Erfolg hängt von der Wahrnehmung eigener Publikationen im Netz ab
"Ein anderer Schritt, an dem wir auch derzeit arbeiten, ist es, im Rahmen von Autorenumgebungen – wie z.B. Blog-Plattformen – mit solchen sogenannten Plug-Ins eben auch vertreten zu sein, um z.B. eben begleitend zu einem Blogeintrag im Hintergrund einschlägige Literatur anbieten zu können."
Nicht nur die Leser sollen davon profitieren, sondern auch die Autoren. Denn: Der Erfolg als Wissenschaftler hängt im digitalen Zeitalter ganz wesentlich von der Wahrnehmung eigener Publikationen im Netz ab.
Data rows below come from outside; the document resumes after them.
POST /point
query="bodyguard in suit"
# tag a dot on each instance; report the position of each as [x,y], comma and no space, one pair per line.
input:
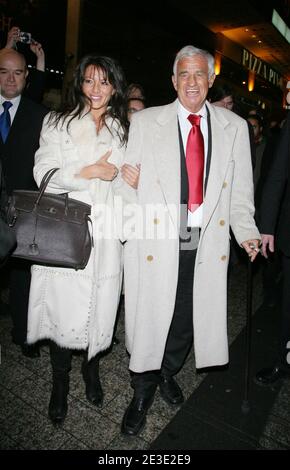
[274,224]
[176,290]
[20,126]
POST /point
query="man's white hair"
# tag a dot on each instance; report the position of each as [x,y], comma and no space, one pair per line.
[189,51]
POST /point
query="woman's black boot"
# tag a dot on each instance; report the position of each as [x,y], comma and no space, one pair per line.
[61,364]
[90,372]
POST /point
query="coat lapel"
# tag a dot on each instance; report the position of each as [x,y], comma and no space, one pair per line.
[222,137]
[167,157]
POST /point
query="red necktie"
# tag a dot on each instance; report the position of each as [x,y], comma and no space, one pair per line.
[195,163]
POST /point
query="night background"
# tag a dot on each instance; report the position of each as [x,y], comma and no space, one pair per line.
[143,36]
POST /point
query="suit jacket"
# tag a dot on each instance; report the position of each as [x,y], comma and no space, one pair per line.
[275,200]
[17,153]
[151,262]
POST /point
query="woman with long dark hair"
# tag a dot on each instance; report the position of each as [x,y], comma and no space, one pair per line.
[77,309]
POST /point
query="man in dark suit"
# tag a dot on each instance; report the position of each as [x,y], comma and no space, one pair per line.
[275,219]
[18,144]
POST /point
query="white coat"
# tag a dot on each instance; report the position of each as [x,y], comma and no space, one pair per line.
[77,309]
[151,266]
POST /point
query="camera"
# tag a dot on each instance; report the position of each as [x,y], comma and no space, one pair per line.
[25,37]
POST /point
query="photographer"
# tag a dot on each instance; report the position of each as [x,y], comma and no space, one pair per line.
[36,83]
[20,126]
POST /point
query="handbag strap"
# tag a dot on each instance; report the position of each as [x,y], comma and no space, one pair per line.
[44,182]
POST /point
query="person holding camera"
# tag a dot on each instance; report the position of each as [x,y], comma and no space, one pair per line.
[20,126]
[36,84]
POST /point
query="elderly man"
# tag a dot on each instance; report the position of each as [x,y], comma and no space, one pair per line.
[193,156]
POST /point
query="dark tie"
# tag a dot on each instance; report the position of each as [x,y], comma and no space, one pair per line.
[5,121]
[195,163]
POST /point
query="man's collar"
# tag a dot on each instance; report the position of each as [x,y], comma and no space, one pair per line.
[14,101]
[183,112]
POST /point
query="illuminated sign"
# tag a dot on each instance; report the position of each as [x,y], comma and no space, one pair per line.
[256,65]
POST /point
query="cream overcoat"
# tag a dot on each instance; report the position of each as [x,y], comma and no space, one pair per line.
[151,265]
[77,309]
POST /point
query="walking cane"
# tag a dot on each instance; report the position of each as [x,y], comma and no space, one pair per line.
[246,404]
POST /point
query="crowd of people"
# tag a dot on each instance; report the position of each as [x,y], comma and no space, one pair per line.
[192,162]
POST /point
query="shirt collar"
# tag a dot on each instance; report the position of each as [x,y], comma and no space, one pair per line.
[14,101]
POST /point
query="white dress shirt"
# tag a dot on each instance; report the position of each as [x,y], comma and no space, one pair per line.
[194,219]
[15,103]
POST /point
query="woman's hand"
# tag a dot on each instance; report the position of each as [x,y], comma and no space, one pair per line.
[102,169]
[131,174]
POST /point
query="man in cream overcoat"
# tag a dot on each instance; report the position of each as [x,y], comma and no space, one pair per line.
[176,290]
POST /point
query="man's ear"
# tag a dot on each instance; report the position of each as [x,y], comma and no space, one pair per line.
[174,81]
[211,80]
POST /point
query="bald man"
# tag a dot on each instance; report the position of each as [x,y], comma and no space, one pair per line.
[18,145]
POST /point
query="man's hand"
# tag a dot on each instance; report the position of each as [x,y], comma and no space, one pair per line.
[267,242]
[12,37]
[36,48]
[130,174]
[252,248]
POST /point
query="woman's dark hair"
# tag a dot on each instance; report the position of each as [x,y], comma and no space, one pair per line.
[77,101]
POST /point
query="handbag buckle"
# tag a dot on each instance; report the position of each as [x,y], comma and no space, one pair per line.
[33,249]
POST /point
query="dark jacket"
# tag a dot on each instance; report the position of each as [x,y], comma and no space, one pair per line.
[17,153]
[275,200]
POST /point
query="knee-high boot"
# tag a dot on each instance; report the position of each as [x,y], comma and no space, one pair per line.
[90,372]
[61,365]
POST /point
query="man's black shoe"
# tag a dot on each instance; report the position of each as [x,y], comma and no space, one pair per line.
[135,416]
[270,375]
[170,390]
[30,350]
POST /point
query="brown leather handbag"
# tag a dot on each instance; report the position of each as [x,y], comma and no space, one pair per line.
[50,229]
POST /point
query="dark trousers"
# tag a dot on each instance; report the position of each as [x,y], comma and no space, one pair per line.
[19,285]
[180,336]
[284,344]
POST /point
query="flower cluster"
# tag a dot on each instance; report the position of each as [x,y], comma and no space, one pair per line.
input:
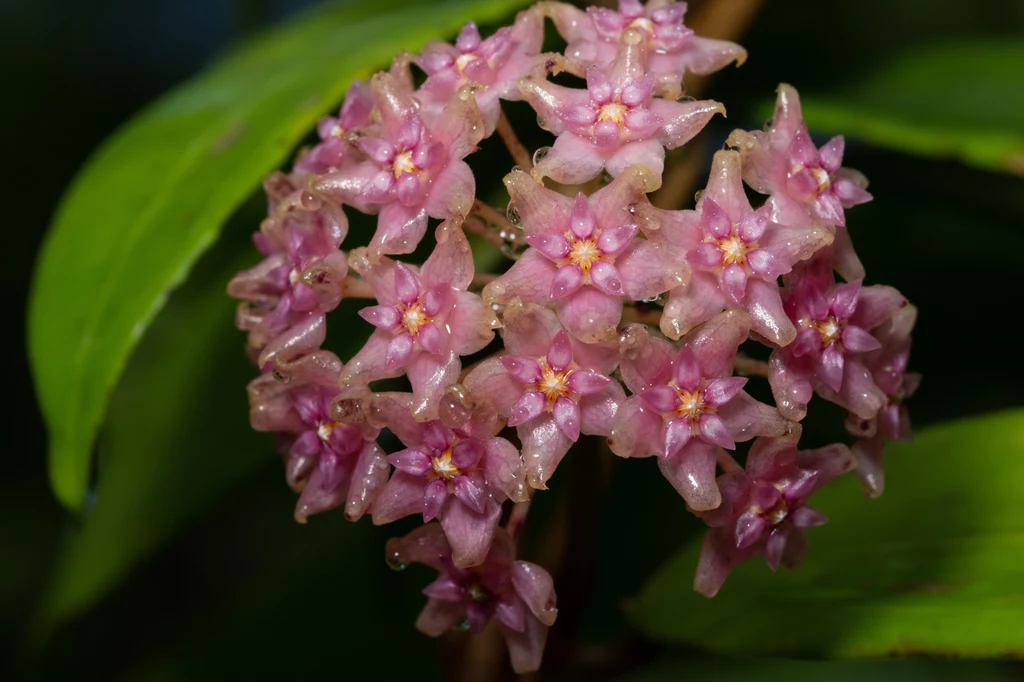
[619,320]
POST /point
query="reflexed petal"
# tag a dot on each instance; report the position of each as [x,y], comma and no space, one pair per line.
[750,527]
[719,391]
[688,372]
[566,414]
[554,247]
[566,281]
[858,341]
[407,284]
[830,365]
[614,240]
[399,351]
[605,276]
[411,461]
[714,430]
[559,354]
[733,282]
[714,219]
[677,433]
[664,399]
[525,370]
[469,533]
[582,220]
[585,382]
[434,498]
[386,316]
[529,406]
[470,494]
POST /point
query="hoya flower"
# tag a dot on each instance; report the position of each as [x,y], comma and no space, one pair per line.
[415,167]
[807,185]
[550,385]
[594,35]
[584,254]
[493,65]
[686,405]
[888,366]
[834,334]
[286,295]
[459,477]
[519,595]
[425,320]
[327,462]
[332,153]
[615,122]
[735,255]
[764,509]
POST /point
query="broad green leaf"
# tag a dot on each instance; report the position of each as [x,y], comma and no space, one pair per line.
[154,197]
[695,667]
[934,566]
[176,438]
[963,100]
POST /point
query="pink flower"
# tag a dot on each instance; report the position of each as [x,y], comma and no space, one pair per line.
[584,255]
[332,153]
[286,296]
[328,462]
[551,385]
[734,252]
[686,405]
[888,366]
[494,66]
[615,122]
[764,508]
[594,35]
[827,355]
[807,185]
[425,320]
[519,595]
[415,166]
[459,477]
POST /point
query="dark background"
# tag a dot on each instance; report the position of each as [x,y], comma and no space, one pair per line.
[243,591]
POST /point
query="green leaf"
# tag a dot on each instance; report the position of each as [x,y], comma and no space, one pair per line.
[154,197]
[965,101]
[934,566]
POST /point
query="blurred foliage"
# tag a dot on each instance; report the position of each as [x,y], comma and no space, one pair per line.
[177,171]
[981,122]
[188,564]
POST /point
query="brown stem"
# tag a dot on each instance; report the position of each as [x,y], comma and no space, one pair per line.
[512,143]
[751,367]
[356,288]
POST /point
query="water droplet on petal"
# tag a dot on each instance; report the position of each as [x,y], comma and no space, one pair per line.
[513,215]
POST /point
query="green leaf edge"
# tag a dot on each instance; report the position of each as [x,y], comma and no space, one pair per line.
[71,443]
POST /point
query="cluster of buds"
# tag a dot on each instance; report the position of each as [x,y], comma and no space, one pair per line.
[617,320]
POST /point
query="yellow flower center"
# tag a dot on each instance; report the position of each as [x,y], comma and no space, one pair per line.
[403,164]
[413,317]
[613,111]
[324,430]
[443,467]
[829,329]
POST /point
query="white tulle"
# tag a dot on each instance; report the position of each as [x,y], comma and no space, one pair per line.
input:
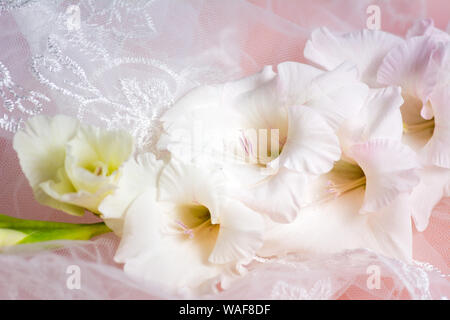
[122,67]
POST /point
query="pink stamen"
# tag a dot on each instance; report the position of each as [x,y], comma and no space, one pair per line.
[185,228]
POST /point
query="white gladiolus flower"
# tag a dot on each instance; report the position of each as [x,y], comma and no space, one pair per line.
[420,65]
[71,167]
[181,228]
[269,132]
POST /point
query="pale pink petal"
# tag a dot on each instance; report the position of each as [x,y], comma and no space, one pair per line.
[311,145]
[389,167]
[365,48]
[279,196]
[437,150]
[240,235]
[173,261]
[412,66]
[425,27]
[336,95]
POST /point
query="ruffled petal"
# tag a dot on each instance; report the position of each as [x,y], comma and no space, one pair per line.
[186,183]
[311,145]
[278,196]
[94,157]
[172,261]
[41,147]
[137,176]
[206,124]
[366,49]
[437,150]
[389,167]
[240,235]
[428,193]
[425,27]
[336,95]
[335,226]
[414,66]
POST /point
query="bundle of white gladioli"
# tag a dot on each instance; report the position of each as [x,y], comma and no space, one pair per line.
[295,158]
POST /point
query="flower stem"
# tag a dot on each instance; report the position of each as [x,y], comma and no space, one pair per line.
[19,231]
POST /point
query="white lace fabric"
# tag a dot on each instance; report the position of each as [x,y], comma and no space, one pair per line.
[121,65]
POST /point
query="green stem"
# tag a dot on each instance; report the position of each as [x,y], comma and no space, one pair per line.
[38,231]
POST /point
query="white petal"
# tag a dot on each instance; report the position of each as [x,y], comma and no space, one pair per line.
[411,65]
[279,195]
[437,150]
[311,145]
[203,124]
[389,167]
[365,48]
[379,118]
[425,27]
[91,147]
[240,235]
[172,261]
[41,146]
[136,177]
[188,184]
[336,95]
[335,226]
[428,193]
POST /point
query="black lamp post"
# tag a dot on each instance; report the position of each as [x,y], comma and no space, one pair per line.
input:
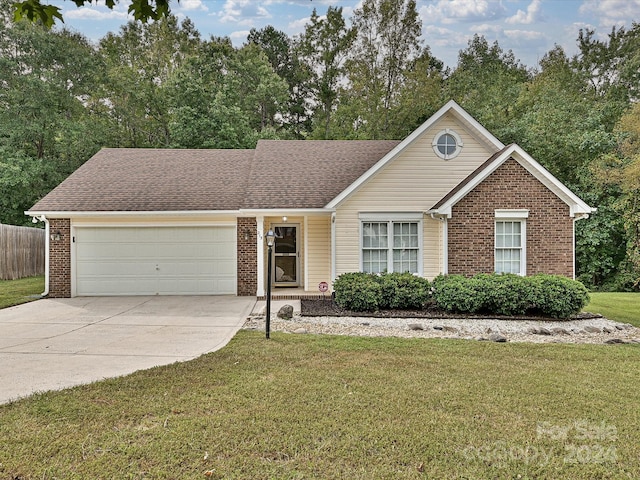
[270,239]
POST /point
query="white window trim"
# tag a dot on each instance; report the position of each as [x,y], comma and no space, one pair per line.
[459,144]
[390,219]
[523,239]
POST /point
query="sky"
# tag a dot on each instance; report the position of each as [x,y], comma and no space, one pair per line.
[530,28]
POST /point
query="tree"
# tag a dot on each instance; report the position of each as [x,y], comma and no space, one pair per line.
[280,51]
[139,62]
[324,47]
[620,171]
[487,82]
[35,10]
[386,45]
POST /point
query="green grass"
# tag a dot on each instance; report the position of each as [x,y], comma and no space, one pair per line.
[621,307]
[15,292]
[325,407]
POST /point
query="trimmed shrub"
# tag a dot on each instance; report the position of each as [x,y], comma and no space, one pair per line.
[505,294]
[359,292]
[403,291]
[549,295]
[557,296]
[457,294]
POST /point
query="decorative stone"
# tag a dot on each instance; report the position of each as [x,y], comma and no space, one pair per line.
[286,312]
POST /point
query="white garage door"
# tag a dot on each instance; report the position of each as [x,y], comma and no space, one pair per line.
[155,260]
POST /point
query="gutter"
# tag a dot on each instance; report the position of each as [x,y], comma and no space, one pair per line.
[44,219]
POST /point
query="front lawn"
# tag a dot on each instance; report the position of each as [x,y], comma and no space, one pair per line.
[15,292]
[314,406]
[621,307]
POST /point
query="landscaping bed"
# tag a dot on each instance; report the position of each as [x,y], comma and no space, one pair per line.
[328,308]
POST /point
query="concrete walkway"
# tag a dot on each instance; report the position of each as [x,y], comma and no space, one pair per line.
[52,344]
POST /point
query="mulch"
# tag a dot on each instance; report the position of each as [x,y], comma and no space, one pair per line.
[328,308]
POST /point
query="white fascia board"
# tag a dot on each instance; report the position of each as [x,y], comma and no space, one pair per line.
[278,212]
[576,205]
[172,213]
[450,106]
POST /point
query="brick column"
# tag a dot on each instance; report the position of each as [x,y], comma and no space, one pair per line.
[60,259]
[247,257]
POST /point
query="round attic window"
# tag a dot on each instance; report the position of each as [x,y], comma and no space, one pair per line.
[447,144]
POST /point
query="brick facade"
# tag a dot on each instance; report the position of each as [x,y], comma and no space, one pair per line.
[549,234]
[247,257]
[60,259]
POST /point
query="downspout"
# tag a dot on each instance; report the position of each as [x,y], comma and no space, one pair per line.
[576,217]
[44,219]
[333,246]
[445,241]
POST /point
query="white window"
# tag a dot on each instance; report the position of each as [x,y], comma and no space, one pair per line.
[391,246]
[510,241]
[447,144]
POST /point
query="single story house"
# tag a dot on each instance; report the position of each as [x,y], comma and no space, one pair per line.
[449,198]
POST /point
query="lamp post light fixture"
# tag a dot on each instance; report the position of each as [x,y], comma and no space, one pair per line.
[270,236]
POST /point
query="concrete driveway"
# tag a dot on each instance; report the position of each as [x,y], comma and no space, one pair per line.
[52,344]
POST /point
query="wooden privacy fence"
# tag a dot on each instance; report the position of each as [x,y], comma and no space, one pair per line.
[21,252]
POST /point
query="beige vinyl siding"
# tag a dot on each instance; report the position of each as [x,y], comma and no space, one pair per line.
[319,251]
[412,182]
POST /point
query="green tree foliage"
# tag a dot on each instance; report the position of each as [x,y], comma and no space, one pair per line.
[324,47]
[386,45]
[139,62]
[487,82]
[36,11]
[285,61]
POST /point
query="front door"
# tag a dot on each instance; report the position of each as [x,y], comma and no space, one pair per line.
[286,256]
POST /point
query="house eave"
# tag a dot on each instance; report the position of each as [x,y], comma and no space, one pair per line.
[137,213]
[451,106]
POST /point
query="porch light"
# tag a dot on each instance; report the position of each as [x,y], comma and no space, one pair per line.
[271,237]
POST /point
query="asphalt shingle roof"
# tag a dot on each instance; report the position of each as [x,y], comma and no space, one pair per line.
[277,174]
[132,179]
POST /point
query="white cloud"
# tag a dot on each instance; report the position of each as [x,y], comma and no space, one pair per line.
[92,13]
[298,25]
[612,12]
[526,35]
[243,12]
[450,11]
[238,37]
[530,16]
[190,5]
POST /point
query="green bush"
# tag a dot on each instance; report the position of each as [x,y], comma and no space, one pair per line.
[491,294]
[456,294]
[357,291]
[506,294]
[548,295]
[557,296]
[403,291]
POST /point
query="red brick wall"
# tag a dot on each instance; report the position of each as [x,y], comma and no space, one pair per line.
[549,226]
[60,259]
[247,257]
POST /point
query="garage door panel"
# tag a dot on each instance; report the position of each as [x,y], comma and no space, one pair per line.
[155,260]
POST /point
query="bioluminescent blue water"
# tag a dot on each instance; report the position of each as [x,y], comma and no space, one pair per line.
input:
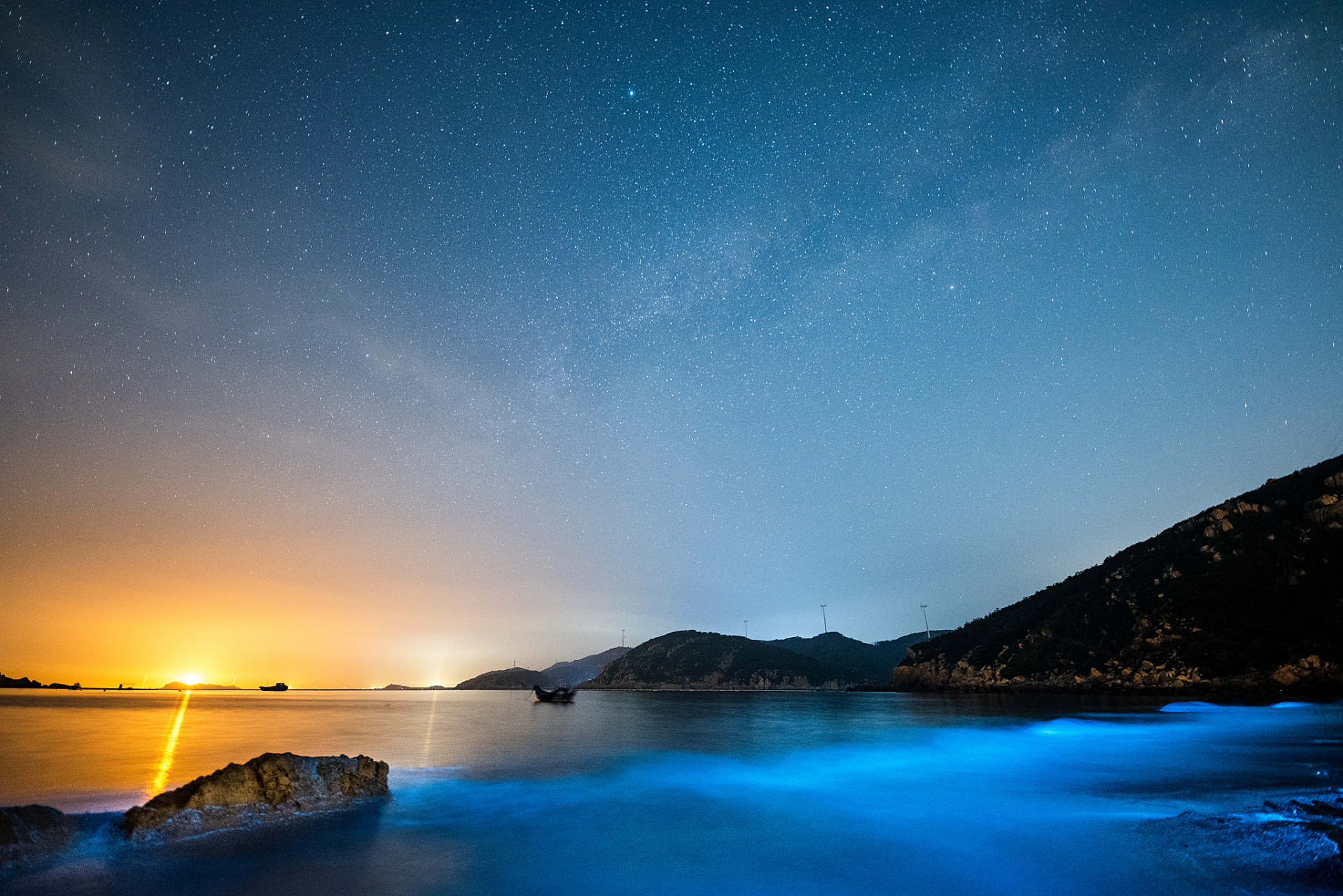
[781,794]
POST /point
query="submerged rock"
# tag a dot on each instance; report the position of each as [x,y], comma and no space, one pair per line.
[32,832]
[274,786]
[1295,840]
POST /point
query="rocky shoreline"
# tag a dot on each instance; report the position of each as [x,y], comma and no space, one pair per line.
[1293,841]
[267,790]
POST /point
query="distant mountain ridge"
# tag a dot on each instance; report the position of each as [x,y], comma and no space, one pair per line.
[705,660]
[515,679]
[1243,597]
[589,666]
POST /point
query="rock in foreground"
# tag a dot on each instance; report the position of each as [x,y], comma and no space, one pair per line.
[30,832]
[274,786]
[1283,843]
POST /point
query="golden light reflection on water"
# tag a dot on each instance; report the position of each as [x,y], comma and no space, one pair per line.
[429,729]
[169,748]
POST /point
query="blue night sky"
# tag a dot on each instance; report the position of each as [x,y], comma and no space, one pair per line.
[401,342]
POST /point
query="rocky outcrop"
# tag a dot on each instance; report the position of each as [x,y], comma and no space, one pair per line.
[32,832]
[508,680]
[708,662]
[1284,841]
[270,788]
[1245,597]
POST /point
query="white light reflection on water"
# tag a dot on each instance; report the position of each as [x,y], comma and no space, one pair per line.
[767,794]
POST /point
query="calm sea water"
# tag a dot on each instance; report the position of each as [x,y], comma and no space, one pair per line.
[673,793]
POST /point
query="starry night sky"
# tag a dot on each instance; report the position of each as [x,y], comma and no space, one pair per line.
[348,343]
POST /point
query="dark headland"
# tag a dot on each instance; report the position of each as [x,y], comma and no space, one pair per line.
[1241,599]
[705,660]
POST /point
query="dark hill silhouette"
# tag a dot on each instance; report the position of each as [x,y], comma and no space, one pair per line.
[856,660]
[1245,597]
[590,666]
[703,660]
[512,679]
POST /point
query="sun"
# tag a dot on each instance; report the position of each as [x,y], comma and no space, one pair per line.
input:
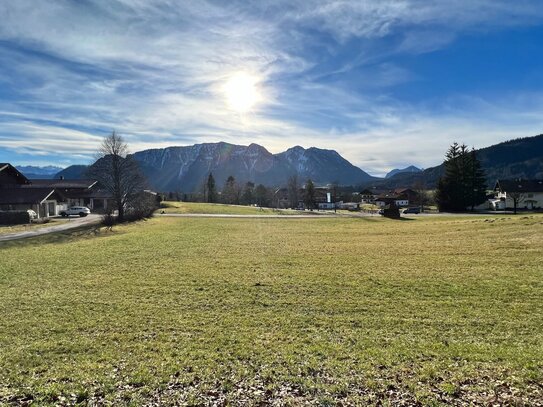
[242,92]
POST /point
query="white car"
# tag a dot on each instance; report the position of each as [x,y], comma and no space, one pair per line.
[76,210]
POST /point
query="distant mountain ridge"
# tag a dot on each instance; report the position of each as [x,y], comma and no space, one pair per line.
[409,169]
[518,158]
[185,168]
[34,172]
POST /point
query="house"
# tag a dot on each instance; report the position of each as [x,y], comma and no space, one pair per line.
[367,197]
[47,197]
[408,194]
[43,201]
[78,192]
[528,194]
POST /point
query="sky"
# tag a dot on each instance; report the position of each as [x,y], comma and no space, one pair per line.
[385,83]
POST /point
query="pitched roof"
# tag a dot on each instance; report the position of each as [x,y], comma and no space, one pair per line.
[16,174]
[19,196]
[64,183]
[519,185]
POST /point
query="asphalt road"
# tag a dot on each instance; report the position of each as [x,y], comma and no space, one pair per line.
[56,226]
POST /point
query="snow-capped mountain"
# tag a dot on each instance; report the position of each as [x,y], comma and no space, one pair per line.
[185,168]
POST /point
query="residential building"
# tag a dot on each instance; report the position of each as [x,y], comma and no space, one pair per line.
[528,194]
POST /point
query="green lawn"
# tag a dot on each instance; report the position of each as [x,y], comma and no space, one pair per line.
[357,311]
[6,229]
[207,208]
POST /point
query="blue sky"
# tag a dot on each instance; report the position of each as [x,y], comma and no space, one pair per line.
[385,83]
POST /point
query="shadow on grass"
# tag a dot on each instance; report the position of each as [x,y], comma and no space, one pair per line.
[60,237]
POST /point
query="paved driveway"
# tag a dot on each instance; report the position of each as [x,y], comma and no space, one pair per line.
[56,226]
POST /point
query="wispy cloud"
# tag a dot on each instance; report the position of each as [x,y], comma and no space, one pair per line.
[329,70]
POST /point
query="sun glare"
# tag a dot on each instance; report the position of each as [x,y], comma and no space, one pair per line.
[242,92]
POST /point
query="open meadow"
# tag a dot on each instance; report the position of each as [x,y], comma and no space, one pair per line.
[185,311]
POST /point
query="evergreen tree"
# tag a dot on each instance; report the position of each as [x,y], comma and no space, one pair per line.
[261,195]
[210,187]
[309,196]
[247,197]
[476,180]
[231,191]
[293,190]
[463,184]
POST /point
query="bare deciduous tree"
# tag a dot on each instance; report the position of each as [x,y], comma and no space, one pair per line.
[118,173]
[517,198]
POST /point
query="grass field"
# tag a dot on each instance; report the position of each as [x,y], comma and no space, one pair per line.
[206,208]
[5,229]
[173,311]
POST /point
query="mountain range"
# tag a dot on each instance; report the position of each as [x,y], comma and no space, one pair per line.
[34,172]
[409,169]
[185,168]
[518,158]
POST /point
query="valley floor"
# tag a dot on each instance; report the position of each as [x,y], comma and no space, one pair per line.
[432,311]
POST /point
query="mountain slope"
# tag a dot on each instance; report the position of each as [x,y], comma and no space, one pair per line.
[185,168]
[32,172]
[72,172]
[519,158]
[409,169]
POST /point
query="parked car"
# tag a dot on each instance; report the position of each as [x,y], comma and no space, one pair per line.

Wer hier mit seinen Werken leicht zu finden ist, hat die Nase vorn. Über ihren digitalen Publikationsserver EconStor bietet die ZBW deshalb bereits mehr als 75.000 frei zugängliche Dokumente an. Diesen Schatz wolle man künftig auch in sozialen Netzwerken noch offensiver platzieren, betont Klaus Tochtermann.
"Beispielsweise in Facebook schreibt jemand einen Text, und dann möchten wir erkennen: Worum geht es da? – und dort hinein unsere Literatur empfehlen. Das sind völlig neue Wege, da sind wir an den Anfängen – also wir haben noch genügend Ideen, um weitere Innovationen für uns, aber auch für die deutsche Bibliotheksszene zu entwickeln."
Vor allem dieser Schwerpunkt bei der Erforschung und ständigen Entwicklung weiterer Innovationen hat die Jury des Deutschen Bibliotheksverbands überzeugt – die ZBW gehe weit über übliche Standards hinaus und könne damit als Vorbild für andere Bibliotheken dienen, hieß es heute bei der Preisübergabe in Kiel.